Magma set company records in several areas in 1990. Net income was over $84 million, a 44 percent increase over 1989. The company's refined copper output for the year was 469.8 million pounds, not including custom smelting. Another record was set by the production of 115.7 million pounds of copper using the SX/EW process, 24 percent higher than the 1989 figure. 1990 also brought the formation of Magma Gold Ltd., a subsidiary for the possible expansion into gold mining activities, particularly at the McCabe mine in Humboldt, Arizona. Operations were also resumed at the Superior mine in 1990, ending eight years of closure due to high operating costs and low productivity.

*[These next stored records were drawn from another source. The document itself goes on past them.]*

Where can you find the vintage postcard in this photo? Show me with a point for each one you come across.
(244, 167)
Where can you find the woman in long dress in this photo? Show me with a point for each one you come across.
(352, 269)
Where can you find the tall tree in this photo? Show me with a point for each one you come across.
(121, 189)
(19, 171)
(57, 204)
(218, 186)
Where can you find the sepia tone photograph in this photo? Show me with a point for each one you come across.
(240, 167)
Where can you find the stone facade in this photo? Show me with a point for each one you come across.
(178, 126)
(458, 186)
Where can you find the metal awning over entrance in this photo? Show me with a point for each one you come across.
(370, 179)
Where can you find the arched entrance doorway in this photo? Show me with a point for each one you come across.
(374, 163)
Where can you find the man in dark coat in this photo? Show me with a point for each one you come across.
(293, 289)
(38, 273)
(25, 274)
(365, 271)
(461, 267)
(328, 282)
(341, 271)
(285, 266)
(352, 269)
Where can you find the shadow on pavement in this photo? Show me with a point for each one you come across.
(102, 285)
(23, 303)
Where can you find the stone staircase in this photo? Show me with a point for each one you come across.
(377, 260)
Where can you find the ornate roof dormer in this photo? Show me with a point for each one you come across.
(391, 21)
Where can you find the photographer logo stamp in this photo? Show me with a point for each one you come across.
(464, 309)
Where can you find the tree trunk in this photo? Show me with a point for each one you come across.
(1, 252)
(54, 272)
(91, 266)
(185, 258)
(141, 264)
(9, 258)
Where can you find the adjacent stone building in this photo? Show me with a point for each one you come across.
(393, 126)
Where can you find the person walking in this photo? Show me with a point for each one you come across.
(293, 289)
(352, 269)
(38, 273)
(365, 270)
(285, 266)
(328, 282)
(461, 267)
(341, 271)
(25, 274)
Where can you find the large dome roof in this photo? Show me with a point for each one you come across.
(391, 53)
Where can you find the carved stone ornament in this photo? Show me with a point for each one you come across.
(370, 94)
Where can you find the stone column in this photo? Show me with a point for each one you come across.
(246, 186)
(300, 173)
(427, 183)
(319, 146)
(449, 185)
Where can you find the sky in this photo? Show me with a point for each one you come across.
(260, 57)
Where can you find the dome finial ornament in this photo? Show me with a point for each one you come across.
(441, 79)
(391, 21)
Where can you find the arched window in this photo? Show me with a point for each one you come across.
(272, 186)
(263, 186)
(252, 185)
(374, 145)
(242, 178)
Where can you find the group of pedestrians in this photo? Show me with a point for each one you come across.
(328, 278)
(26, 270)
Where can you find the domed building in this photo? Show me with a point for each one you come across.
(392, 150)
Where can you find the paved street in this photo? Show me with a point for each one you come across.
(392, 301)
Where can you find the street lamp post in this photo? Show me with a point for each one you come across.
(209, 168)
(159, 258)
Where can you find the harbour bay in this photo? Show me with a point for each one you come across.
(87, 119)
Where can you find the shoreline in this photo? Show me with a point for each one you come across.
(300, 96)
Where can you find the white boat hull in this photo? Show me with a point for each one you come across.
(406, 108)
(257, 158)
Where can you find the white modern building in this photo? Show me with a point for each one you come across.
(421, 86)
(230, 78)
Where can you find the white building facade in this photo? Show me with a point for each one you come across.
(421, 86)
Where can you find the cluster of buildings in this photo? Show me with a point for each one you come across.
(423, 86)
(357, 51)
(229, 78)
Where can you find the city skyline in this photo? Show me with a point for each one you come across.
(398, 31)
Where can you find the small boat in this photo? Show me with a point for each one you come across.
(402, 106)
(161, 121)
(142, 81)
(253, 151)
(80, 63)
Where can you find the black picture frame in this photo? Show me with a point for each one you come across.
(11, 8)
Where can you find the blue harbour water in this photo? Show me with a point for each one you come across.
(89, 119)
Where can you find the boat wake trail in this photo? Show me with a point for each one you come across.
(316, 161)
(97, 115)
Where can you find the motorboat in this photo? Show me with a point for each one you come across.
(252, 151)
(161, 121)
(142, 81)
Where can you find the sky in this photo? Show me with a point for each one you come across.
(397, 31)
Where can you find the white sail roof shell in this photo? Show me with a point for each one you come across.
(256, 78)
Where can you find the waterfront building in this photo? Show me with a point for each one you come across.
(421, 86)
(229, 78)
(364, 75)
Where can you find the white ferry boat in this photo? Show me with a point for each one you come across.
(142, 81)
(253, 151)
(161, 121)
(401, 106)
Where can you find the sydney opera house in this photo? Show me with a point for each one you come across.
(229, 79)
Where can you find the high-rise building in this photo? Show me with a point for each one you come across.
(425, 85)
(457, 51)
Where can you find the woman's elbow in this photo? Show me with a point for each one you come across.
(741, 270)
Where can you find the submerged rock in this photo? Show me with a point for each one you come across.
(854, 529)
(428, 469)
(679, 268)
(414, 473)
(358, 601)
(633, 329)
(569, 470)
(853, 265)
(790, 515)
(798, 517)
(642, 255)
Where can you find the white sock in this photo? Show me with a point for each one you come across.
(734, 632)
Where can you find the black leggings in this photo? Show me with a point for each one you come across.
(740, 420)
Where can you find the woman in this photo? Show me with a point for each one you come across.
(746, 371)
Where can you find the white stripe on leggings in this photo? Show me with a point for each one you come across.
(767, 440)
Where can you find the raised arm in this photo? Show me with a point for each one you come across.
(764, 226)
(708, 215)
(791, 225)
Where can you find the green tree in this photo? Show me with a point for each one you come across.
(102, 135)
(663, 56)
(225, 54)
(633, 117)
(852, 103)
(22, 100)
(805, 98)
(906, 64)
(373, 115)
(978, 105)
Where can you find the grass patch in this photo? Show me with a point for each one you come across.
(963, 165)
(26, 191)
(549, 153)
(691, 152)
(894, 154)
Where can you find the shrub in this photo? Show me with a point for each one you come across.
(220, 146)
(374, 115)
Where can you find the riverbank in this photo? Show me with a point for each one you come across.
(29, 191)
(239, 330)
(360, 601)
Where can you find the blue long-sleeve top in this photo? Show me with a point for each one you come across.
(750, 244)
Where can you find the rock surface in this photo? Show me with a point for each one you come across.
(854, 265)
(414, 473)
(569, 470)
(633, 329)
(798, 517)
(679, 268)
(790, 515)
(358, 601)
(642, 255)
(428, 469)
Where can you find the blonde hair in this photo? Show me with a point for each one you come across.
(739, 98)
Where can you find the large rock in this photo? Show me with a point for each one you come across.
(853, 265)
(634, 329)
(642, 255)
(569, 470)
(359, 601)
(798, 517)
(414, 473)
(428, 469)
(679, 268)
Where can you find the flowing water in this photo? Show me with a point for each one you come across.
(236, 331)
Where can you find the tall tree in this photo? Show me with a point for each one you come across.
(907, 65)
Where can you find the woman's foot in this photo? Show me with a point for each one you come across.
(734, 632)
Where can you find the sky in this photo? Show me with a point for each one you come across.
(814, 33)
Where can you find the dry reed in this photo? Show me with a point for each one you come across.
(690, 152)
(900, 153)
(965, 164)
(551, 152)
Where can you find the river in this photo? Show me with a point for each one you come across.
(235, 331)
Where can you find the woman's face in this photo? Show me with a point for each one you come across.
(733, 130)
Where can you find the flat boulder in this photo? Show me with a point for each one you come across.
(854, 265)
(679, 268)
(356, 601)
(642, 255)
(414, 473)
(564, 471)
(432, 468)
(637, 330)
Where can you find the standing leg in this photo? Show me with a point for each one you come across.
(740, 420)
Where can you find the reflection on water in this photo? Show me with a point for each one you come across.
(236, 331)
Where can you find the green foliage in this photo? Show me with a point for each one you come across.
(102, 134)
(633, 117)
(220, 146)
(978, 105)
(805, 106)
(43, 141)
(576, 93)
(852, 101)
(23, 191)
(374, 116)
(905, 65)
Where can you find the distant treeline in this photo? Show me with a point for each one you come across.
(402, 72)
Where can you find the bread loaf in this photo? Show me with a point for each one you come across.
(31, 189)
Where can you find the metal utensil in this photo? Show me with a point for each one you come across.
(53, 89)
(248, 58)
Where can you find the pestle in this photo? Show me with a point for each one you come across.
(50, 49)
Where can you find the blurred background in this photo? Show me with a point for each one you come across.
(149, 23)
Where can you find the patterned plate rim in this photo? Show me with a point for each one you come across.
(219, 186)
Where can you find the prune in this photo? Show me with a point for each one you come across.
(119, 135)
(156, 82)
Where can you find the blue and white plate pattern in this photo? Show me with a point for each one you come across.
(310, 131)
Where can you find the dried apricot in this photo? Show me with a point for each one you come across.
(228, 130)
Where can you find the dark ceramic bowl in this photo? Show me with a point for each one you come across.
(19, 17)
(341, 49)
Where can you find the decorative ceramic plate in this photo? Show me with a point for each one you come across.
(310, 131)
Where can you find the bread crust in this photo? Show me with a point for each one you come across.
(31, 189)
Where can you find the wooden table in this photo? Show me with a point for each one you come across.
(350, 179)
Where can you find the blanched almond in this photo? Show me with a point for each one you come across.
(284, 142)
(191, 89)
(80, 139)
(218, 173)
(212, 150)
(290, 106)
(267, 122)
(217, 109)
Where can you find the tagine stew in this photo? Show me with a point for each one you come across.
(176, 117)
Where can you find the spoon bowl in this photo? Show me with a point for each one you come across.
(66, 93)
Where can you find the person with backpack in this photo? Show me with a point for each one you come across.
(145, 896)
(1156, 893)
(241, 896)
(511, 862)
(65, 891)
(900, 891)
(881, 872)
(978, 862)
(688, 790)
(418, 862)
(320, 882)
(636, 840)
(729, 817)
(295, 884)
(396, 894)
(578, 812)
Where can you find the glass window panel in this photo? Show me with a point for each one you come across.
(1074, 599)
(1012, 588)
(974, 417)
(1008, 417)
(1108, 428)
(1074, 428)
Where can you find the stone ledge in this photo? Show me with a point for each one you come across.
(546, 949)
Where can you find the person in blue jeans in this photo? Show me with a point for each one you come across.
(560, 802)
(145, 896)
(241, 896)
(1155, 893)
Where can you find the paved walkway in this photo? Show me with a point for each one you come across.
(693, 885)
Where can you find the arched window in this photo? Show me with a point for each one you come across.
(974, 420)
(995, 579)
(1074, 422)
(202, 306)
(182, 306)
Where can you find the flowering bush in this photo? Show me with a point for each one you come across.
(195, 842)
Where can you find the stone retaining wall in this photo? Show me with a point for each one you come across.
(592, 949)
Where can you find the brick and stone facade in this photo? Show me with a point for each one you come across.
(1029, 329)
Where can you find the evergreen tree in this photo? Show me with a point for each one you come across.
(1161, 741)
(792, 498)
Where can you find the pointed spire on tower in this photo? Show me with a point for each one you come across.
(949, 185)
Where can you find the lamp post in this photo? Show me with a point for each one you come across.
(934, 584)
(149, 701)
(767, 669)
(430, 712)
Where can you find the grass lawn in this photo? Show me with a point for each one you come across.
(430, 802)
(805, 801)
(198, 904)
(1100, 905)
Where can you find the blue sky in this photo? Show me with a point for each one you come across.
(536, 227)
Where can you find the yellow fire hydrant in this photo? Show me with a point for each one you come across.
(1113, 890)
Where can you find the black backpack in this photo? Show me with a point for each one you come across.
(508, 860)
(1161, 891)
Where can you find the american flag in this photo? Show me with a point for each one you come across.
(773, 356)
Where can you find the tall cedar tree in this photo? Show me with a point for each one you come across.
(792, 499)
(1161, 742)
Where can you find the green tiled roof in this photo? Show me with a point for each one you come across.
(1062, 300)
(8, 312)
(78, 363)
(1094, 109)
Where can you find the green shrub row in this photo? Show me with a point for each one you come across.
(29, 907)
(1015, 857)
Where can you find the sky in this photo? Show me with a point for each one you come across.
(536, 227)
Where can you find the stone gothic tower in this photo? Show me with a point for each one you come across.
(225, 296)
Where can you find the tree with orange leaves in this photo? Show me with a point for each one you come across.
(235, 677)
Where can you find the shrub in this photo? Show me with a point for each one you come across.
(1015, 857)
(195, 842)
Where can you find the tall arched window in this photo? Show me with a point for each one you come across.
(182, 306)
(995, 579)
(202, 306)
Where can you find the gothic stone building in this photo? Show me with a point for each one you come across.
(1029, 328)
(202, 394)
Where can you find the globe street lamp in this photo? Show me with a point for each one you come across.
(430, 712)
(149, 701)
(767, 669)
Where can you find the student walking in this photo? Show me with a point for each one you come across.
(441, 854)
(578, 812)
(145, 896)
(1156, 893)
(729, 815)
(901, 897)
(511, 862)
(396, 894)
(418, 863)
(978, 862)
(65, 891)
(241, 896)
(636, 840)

In 1991 Magma gained 100 percent ownership of the Robinson mining district, an operating copper and gold orebody containing large copper reserves located near Ely, Nevada. Magma gained 100 percent ownership the following year. Magma had purchased a majority interest in Robinson late in 1990. The more recent purchase gave Magma the 41 percent share previously held by minority partner Alta Gold Co., based in Salt Lake City, for $29 million. A January 1992 feasibility study indicated that Robinson could potentially contribute 125 million pounds of copper and 86,500 ounces of gold per year at a relatively low cost over 16 years of mine life. In October of 1991, Magma management and ten labor unions representing its work force signed a new agreement that was revolutionary both in its content and in the process that led to its creation. The most notable aspect of the contract was its length, fifteen years, including a guarantee of eight years with no work stoppages. The contract negotiations utilized a unique worker participation program, in which work-redesign teams composed of both workers and managers were organized to address specific problems.

The new labor agreement gives Magma an edge over its competition as the twentieth century draws to a close. With ore reserves in place sufficient to carry the company into the next century, Magma's position in the industry appears secure, thanks largely to its gigantic smelting and refining facility at San Manuel. Much will depend upon Magma's ability to develop international sources for concentrate feed for the smelter as well as bring the Robinson property on line and proceed with other ore reserve development projects.

Principal Subsidiaries: Magma Metals Co.; Magma Gold Ltd.; Magma Nevada Mining Co.; Magma Arizona Railroad Company; San Manuel Arizona Railroad Company; Magma Limited Partners Co.